For the first half, i was a counselor.  I was in awe of my Kampers' intense desire to seek the Lord.  I was amused by their jokes, amazed by their hearts, and blessed by their yearning to serve God.  The Lord graciously allowed me to see Him and life through their eyes.


The second half of the summer I worked in the office.  I worked last summer and this summer as a counselor, so I have never seen the other side of kamp.  I was humbled and challenged as we worked on the tasks that hold kamp together. I got to observe the leadership team, kitchen staff, ropes crew, and directors very closely and learned so much about the dynamics of kamp and the complexities of people.


The Lord stripped my bare this summer. It took an entire summer in Lampe, Missouri but I came back into Dallas holding nothing.  He called me to let go of things, of people, and to just trust.  He allowed some wonderful people and really cool things to walk out of my life and some wonderful people and really cool things to walk into my life.  And through it all, he beckoned me to rest in Him, to allow Him to hold me through it all.
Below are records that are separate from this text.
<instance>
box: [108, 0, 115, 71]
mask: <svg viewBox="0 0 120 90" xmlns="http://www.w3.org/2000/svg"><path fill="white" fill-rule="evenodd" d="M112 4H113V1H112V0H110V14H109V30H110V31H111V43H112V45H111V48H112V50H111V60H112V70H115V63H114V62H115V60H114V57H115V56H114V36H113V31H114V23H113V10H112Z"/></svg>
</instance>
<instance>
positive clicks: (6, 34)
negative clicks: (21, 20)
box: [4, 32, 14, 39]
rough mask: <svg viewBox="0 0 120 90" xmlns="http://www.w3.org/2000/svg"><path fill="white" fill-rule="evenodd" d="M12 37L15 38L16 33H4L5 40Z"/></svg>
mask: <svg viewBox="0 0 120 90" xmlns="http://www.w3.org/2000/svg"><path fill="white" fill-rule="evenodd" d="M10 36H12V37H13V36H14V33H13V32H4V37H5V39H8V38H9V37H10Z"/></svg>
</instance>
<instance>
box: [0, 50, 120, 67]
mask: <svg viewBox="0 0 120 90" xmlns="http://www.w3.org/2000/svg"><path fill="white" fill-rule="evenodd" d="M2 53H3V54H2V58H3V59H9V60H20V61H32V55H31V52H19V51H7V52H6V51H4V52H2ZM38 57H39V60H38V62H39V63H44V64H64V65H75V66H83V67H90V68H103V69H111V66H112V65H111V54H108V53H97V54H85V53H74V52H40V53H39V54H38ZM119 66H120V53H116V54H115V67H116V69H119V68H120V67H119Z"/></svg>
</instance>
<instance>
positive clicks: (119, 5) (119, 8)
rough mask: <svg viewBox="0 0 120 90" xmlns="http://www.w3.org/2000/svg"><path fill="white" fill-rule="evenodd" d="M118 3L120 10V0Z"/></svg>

When I didn't understand, in my immense joy and deep sorrow, in the times of incredible fun and in the lulls of the day, He asked me to trust in Him.  The dust is still settling, I don't really know where everything fits, where I fit, or what the purpose wqasin it all,  but  I know the Lord will allow time to reveal.  Through the whole summer, when I had nothing left to hold onto, I found how utterly important my faith is to me.  When my world was being wrecked, the Lord graciously allowed my faith to be strengthened.  My faith is the reason I live and breathe, the reason i exist.  I don't know what this next year holds, but I know Who holds my year.